Mata wanita itu berkilat ngeri saat dia memegang pedangnya. Sekarang, semua emosi menghilang darinya.
‘Brengsek!’
Kejutan energi yang menghancurkan menghantam Gwin, membuat lututnya lemas.
‘Quazik!’
Pada saat yang sama, ciuman dingin dari logam menyentuh lehernya.
“Siapa kamu berani mengatakan hal seperti itu …”
Suara wanita itu, meneteskan kebencian dingin, mencapai telinga Gwin. Bilahnya menembus daging, dan setetes darah mengalir di leher Gwin.
“Berhenti.”
Saat itulah sang pangeran berbicara. Wanita itu menatap mata Gwain, lalu menarik pedangnya dan melangkah mundur.
“Adelia, kenapa kamu begitu kejam?”
“Siapa pun yang melakukan dosa mengolok-olok tuannya pasti layak dihukum mati.”
“Kalau begitu, semua Rangers harus mati.”
“Jika Yang Mulia menginginkan-”
“Kamu gila? Kenapa kamu begitu brutal? Membunuh tidak sepanjang hidupmu. Saya suka Adelia yang mencintai kehidupan—hati saya sakit.”
“Wow, apakah Yang Mulia baik-baik saja ?!”
Wanita itu berlari ke pelukan Putra Mahkota, dan sepertinya dia akan langsung menangis.
“Yang Mulia, apakah semuanya baik-baik saja?” Duke Balahard bertanya, wajahnya dipenuhi dengan lebih banyak kekhawatiran daripada sebelumnya.

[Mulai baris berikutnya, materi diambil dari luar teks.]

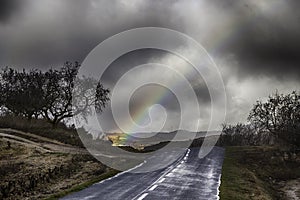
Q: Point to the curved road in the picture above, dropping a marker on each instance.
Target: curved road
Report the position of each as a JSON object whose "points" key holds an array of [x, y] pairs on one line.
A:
{"points": [[188, 178]]}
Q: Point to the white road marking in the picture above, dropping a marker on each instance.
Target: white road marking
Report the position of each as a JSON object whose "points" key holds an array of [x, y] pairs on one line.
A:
{"points": [[161, 180], [143, 196], [153, 187], [169, 174]]}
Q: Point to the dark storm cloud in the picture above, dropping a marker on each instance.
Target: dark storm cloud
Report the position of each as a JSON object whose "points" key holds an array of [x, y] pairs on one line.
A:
{"points": [[52, 32], [8, 8], [267, 41]]}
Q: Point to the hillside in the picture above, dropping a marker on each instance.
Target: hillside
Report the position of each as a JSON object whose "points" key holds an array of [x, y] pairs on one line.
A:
{"points": [[35, 167], [260, 173]]}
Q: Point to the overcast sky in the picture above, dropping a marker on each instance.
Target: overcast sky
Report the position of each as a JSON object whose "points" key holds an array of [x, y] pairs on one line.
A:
{"points": [[255, 44]]}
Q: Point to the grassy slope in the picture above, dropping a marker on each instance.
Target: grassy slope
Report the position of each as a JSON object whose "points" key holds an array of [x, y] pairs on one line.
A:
{"points": [[253, 173]]}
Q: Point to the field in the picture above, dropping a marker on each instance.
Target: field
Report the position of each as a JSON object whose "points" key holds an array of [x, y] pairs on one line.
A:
{"points": [[260, 173]]}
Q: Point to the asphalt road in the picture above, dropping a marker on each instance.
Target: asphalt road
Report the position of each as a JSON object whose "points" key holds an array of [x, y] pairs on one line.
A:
{"points": [[189, 177]]}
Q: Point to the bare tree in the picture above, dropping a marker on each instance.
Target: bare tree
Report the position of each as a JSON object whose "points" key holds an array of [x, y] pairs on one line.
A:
{"points": [[66, 97], [280, 115]]}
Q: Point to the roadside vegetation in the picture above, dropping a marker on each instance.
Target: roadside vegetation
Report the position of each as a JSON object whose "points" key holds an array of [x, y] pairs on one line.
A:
{"points": [[41, 154], [262, 157]]}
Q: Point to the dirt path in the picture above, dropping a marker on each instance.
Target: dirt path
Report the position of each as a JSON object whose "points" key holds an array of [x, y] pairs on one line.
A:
{"points": [[292, 189]]}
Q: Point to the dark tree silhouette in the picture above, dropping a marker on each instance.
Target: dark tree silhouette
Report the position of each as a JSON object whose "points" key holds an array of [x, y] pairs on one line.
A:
{"points": [[280, 115], [61, 88], [51, 94], [21, 92]]}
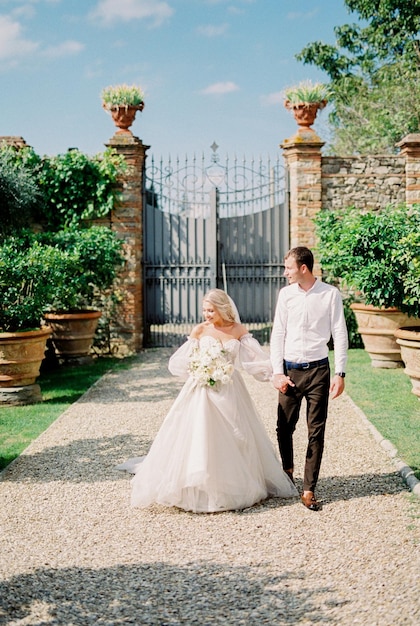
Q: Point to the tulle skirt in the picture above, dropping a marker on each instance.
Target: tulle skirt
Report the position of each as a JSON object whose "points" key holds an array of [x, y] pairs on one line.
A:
{"points": [[212, 453]]}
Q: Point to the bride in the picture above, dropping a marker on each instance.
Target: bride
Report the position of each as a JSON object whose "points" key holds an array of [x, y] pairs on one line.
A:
{"points": [[212, 452]]}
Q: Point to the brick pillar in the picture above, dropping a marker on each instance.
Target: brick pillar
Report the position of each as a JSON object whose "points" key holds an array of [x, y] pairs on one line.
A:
{"points": [[302, 154], [410, 149], [127, 221]]}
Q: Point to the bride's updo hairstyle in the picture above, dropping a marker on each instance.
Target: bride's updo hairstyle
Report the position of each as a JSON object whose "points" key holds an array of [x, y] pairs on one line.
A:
{"points": [[220, 300]]}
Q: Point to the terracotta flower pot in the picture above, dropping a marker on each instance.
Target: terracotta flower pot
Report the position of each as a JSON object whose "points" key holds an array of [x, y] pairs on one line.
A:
{"points": [[377, 327], [305, 113], [73, 333], [124, 117], [21, 355], [408, 338]]}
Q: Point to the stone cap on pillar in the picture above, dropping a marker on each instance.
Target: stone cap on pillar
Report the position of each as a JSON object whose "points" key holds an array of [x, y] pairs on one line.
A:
{"points": [[410, 144], [303, 137]]}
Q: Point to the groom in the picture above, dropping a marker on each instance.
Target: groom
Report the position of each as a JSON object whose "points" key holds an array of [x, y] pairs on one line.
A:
{"points": [[308, 313]]}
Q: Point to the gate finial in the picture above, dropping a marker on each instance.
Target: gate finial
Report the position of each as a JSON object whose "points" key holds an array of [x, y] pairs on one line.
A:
{"points": [[215, 156]]}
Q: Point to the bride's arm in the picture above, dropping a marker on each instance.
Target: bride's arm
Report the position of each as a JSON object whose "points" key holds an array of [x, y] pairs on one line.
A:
{"points": [[178, 362], [254, 359]]}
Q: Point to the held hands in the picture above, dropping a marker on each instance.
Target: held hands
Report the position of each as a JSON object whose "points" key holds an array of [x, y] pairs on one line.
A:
{"points": [[336, 386], [282, 382]]}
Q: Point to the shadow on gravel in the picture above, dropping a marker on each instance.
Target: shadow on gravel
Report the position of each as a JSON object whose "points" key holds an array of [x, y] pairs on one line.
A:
{"points": [[80, 461], [333, 489], [95, 460], [163, 594]]}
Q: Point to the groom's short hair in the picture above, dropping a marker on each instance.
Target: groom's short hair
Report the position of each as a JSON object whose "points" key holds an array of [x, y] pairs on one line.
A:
{"points": [[303, 256]]}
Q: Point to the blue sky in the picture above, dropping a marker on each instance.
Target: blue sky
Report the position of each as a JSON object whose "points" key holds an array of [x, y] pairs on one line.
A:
{"points": [[212, 70]]}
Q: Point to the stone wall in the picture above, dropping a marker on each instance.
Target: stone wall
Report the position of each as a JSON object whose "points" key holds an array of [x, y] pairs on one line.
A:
{"points": [[364, 182]]}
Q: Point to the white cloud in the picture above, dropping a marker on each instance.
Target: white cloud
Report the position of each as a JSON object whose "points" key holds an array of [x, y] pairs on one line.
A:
{"points": [[109, 11], [273, 98], [212, 31], [66, 48], [13, 45], [302, 15], [220, 88]]}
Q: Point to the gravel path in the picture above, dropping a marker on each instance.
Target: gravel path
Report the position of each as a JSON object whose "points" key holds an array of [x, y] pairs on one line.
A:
{"points": [[73, 552]]}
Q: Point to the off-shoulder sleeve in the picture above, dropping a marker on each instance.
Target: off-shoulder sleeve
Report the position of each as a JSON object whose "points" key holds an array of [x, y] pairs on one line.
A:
{"points": [[254, 359], [178, 363]]}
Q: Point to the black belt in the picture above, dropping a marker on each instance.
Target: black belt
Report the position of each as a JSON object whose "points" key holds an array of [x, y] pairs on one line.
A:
{"points": [[289, 365]]}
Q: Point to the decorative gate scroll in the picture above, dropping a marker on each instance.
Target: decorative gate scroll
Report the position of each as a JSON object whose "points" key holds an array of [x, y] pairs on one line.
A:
{"points": [[211, 226]]}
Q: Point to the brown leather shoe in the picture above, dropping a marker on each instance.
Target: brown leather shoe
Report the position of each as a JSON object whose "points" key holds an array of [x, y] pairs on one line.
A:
{"points": [[308, 499], [290, 475]]}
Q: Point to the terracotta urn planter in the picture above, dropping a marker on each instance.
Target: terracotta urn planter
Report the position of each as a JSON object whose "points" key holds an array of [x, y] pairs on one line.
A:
{"points": [[21, 355], [408, 338], [72, 334], [124, 117], [377, 327], [305, 114]]}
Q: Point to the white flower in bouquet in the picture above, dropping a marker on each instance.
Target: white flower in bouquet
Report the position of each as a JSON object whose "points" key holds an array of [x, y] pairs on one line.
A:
{"points": [[210, 366]]}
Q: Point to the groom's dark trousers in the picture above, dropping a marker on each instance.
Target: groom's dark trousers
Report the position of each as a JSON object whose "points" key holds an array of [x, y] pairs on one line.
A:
{"points": [[312, 384]]}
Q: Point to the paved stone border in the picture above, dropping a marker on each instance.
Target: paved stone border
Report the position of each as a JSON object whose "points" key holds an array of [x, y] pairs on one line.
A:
{"points": [[405, 471]]}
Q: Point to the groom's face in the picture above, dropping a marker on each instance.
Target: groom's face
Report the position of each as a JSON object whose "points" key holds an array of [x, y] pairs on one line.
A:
{"points": [[292, 271]]}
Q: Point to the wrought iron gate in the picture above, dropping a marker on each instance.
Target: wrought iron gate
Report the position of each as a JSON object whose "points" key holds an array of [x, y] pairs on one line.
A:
{"points": [[212, 226]]}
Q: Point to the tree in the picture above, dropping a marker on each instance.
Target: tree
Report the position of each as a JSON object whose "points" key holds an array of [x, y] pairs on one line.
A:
{"points": [[374, 69]]}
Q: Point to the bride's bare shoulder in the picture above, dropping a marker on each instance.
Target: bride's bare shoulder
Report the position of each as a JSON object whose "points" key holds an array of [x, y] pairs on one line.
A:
{"points": [[240, 330], [198, 330]]}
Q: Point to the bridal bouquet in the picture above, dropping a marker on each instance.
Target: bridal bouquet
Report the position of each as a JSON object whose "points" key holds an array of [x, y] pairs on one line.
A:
{"points": [[209, 366]]}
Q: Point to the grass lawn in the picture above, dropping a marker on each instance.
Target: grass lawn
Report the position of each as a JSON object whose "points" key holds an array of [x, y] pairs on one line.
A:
{"points": [[383, 395], [19, 425]]}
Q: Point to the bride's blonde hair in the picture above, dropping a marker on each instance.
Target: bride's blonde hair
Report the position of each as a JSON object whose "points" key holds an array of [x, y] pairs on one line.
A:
{"points": [[220, 300]]}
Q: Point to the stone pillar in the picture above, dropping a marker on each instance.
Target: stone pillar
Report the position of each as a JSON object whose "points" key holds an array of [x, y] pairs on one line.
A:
{"points": [[410, 149], [127, 221], [302, 154]]}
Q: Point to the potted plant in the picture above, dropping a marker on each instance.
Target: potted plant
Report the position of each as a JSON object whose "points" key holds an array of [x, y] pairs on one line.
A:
{"points": [[28, 271], [94, 257], [362, 251], [408, 337], [25, 272], [123, 102], [305, 100]]}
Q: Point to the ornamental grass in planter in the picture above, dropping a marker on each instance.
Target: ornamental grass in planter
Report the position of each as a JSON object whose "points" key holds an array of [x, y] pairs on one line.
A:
{"points": [[123, 102], [305, 100], [373, 256]]}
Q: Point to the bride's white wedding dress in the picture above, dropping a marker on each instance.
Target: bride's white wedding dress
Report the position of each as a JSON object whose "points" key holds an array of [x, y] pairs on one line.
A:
{"points": [[212, 452]]}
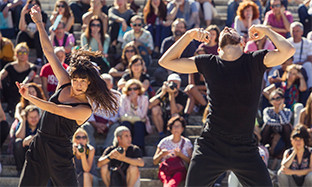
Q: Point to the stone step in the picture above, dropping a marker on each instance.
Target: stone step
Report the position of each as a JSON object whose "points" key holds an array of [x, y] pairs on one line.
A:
{"points": [[9, 181]]}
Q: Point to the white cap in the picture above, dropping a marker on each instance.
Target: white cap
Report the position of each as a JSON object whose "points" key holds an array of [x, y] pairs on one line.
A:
{"points": [[174, 77], [310, 8]]}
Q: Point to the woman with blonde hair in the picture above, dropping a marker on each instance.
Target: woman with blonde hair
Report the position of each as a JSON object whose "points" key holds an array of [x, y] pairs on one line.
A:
{"points": [[83, 158], [133, 111]]}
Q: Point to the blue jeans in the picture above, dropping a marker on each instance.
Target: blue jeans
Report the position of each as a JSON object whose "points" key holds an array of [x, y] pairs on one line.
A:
{"points": [[137, 131]]}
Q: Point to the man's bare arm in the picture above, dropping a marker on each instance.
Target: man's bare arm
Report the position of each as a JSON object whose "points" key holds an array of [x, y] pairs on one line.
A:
{"points": [[284, 48], [171, 59]]}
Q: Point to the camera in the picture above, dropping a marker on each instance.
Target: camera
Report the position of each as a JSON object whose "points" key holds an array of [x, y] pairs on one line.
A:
{"points": [[120, 150], [80, 148], [172, 85]]}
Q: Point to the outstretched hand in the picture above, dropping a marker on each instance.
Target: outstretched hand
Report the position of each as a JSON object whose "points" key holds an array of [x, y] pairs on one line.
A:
{"points": [[257, 32], [199, 34], [23, 89], [35, 14]]}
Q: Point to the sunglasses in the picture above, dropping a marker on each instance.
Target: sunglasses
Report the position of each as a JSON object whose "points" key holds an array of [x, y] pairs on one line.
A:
{"points": [[277, 98], [60, 6], [81, 137], [276, 6], [135, 89], [134, 24], [22, 52], [129, 51], [95, 25]]}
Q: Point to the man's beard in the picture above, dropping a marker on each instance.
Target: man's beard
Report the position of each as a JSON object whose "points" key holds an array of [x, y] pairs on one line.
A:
{"points": [[178, 33], [228, 39]]}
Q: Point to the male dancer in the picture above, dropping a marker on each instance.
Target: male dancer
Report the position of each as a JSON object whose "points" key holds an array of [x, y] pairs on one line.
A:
{"points": [[233, 81]]}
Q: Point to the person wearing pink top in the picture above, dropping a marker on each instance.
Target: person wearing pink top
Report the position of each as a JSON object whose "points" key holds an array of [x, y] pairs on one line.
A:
{"points": [[278, 18]]}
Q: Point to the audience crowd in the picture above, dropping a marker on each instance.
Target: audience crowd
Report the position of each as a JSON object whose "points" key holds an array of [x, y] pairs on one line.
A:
{"points": [[129, 40]]}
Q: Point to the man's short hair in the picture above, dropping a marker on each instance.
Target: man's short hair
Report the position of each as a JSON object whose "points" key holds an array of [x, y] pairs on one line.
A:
{"points": [[118, 133]]}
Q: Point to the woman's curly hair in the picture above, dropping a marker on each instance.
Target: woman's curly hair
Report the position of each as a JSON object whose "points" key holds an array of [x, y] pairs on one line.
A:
{"points": [[81, 66]]}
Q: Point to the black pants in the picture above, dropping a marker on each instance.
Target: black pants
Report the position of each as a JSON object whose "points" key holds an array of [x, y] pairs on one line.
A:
{"points": [[214, 153], [19, 154], [45, 158], [31, 42]]}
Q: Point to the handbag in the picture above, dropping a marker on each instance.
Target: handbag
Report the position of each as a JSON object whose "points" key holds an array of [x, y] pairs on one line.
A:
{"points": [[173, 164]]}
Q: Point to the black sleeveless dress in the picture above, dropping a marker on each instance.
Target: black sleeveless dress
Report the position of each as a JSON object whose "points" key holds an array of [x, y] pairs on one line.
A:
{"points": [[50, 154]]}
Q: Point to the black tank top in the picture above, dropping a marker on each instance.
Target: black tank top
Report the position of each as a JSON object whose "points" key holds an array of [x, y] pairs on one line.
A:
{"points": [[58, 127]]}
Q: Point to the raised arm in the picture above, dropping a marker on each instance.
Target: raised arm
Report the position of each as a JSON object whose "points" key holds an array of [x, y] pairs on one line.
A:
{"points": [[171, 58], [60, 73], [284, 49]]}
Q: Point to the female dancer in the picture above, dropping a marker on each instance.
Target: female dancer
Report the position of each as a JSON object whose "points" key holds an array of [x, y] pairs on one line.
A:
{"points": [[50, 154]]}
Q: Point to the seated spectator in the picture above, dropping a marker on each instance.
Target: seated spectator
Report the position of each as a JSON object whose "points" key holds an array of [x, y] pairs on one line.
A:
{"points": [[28, 31], [306, 116], [186, 9], [48, 79], [305, 16], [247, 15], [122, 67], [59, 37], [142, 38], [231, 12], [83, 158], [277, 127], [255, 45], [34, 90], [119, 17], [169, 100], [95, 39], [13, 7], [119, 162], [278, 18], [133, 111], [95, 10], [79, 8], [134, 6], [212, 46], [303, 54], [296, 166], [101, 124], [136, 71], [175, 148], [178, 28], [196, 89], [61, 8], [207, 7], [25, 133], [20, 70], [155, 13], [6, 51], [292, 84]]}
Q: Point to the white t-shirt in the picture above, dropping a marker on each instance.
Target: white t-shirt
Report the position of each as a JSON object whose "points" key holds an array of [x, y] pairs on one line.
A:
{"points": [[167, 143], [306, 49]]}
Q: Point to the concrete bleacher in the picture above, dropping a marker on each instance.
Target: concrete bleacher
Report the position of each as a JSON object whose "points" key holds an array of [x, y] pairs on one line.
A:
{"points": [[9, 176]]}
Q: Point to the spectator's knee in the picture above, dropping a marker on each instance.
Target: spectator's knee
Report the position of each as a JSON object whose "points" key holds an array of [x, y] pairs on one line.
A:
{"points": [[134, 170]]}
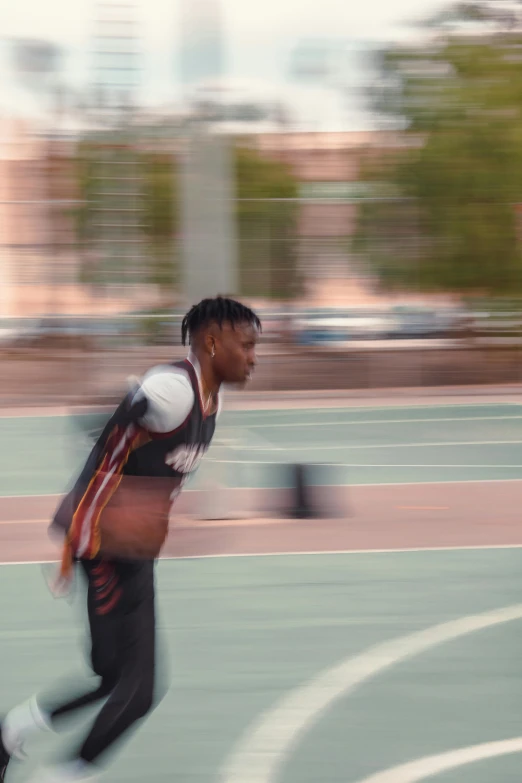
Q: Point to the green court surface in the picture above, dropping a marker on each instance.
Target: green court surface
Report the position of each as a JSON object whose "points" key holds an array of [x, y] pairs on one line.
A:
{"points": [[442, 443], [245, 635]]}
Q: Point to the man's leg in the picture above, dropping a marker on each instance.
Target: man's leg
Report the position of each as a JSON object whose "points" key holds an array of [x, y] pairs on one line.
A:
{"points": [[45, 712], [133, 694]]}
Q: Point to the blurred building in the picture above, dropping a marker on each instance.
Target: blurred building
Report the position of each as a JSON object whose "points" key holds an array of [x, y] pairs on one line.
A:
{"points": [[40, 255]]}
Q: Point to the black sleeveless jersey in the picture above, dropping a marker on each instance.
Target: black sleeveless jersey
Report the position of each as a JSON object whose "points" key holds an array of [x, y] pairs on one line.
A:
{"points": [[126, 448]]}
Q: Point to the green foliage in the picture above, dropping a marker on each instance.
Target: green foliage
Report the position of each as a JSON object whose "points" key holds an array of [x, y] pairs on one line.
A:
{"points": [[266, 219], [459, 175]]}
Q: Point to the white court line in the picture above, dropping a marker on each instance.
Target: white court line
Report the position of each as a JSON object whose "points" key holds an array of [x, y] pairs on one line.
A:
{"points": [[365, 408], [248, 447], [366, 422], [267, 743], [309, 553], [317, 463], [427, 767], [348, 486], [60, 412], [23, 521]]}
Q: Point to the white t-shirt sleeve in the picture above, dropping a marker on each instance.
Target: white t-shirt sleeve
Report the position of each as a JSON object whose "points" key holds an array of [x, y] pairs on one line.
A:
{"points": [[170, 398]]}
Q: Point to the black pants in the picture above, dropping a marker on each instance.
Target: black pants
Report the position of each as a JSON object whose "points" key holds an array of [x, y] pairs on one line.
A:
{"points": [[121, 609]]}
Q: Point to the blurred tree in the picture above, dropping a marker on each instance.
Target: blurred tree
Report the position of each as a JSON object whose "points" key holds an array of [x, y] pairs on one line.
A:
{"points": [[266, 220], [455, 100]]}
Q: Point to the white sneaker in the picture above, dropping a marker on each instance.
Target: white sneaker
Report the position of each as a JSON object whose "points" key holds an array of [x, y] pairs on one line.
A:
{"points": [[72, 772], [20, 723]]}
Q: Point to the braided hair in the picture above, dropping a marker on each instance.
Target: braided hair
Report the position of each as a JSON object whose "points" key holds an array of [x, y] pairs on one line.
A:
{"points": [[219, 310]]}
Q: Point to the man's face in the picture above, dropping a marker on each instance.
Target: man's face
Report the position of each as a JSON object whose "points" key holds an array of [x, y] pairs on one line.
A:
{"points": [[235, 352]]}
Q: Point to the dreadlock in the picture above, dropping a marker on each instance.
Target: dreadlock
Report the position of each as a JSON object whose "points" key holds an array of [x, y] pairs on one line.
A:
{"points": [[219, 310]]}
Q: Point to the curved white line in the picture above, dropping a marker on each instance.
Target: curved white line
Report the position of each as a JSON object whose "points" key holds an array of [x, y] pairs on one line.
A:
{"points": [[420, 769], [265, 744]]}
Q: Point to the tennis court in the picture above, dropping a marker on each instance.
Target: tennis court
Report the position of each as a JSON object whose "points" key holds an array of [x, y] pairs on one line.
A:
{"points": [[328, 667]]}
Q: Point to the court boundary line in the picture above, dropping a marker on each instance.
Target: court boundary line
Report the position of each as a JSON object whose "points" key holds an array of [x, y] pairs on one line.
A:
{"points": [[307, 553], [334, 464], [437, 763], [99, 409], [273, 735]]}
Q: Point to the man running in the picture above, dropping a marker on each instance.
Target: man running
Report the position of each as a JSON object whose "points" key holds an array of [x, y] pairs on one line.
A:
{"points": [[153, 441]]}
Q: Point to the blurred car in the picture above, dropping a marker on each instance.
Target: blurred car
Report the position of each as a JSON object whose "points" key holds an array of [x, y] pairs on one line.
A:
{"points": [[338, 326]]}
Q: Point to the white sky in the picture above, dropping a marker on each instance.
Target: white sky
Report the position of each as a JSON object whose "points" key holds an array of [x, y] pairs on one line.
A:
{"points": [[259, 39]]}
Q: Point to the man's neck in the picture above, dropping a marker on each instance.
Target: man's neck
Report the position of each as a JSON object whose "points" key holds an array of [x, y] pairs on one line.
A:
{"points": [[207, 381]]}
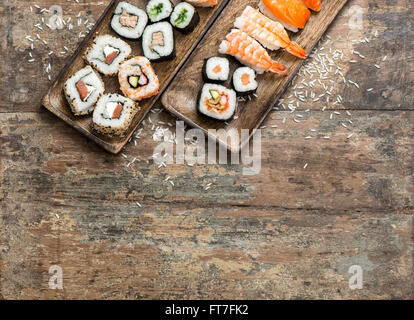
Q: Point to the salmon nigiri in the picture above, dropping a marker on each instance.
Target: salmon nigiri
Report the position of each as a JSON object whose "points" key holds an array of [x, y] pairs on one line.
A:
{"points": [[271, 34], [314, 5], [249, 52], [292, 14]]}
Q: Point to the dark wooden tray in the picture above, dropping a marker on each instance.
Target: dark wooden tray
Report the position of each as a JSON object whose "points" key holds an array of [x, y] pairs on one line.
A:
{"points": [[55, 101], [181, 96]]}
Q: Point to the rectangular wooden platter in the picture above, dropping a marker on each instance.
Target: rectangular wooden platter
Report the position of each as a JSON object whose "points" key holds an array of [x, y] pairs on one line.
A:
{"points": [[181, 96], [55, 101]]}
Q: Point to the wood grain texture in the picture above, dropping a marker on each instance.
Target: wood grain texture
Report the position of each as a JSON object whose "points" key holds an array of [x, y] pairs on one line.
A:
{"points": [[285, 233], [55, 100], [181, 100]]}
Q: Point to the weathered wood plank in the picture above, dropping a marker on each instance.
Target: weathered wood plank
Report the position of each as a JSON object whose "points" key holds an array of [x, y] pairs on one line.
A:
{"points": [[288, 232], [116, 250], [392, 84], [373, 169]]}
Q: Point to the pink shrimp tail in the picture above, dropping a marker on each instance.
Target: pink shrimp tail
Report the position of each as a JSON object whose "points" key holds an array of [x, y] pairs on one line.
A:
{"points": [[296, 50]]}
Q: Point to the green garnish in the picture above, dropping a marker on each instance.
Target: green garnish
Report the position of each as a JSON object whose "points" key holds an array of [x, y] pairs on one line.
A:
{"points": [[182, 17], [214, 94], [156, 10]]}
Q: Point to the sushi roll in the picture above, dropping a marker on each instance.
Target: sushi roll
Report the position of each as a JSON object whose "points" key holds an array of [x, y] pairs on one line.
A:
{"points": [[129, 21], [137, 79], [185, 18], [159, 10], [82, 90], [113, 114], [244, 81], [216, 70], [107, 53], [158, 42], [217, 102]]}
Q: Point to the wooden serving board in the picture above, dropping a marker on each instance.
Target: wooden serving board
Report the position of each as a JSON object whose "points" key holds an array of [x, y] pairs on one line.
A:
{"points": [[181, 97], [55, 101]]}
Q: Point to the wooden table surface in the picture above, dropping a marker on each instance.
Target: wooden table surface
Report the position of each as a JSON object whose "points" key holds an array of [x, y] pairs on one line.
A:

“Aku baik-baik saja sekarang. Tetapi jika semua orang terus berteriak seperti ini, maka saya tidak berpikir saya akan menjadi lebih baik.”
Mendengar ini, Vincent dan para ksatria lainnya menutup mulut mereka.
“Aku akan hidup dengan damai sekarang.”
Baru pada saat itulah wajah Putra Mahkota menjadi salah satu kepuasan.
“Hmm.”
Tatapannya beralih ke Gwain Gust, yang sedang berlutut.
“Yah, aku memaafkanmu karena tidak mendengar berita terbaru. Ini tidak penting.”
Nada suara pangeran sangat tenang.
“Kamu memulai dari awal?” Gwain dengan provokatif membentak sang pangeran. Dia tidak bertanya apakah sang pangeran melakukannya, melainkan apakah dia mampu. Sang pangeran tertawa ketika dia bertemu dengan tatapan menantang itu.
“Anda tidak perlu terlalu provokatif kekanak-kanakan,” katanya, menambahkan, “Jika Anda berbicara tentang awal yang baru, saya sudah melakukannya sejak saya bangun.”
Putra Mahkota Adrian mengatakan bahwa dia telah memulai sesuatu yang baru—sambil memamerkan pisau pahat dan patung bengkoknya.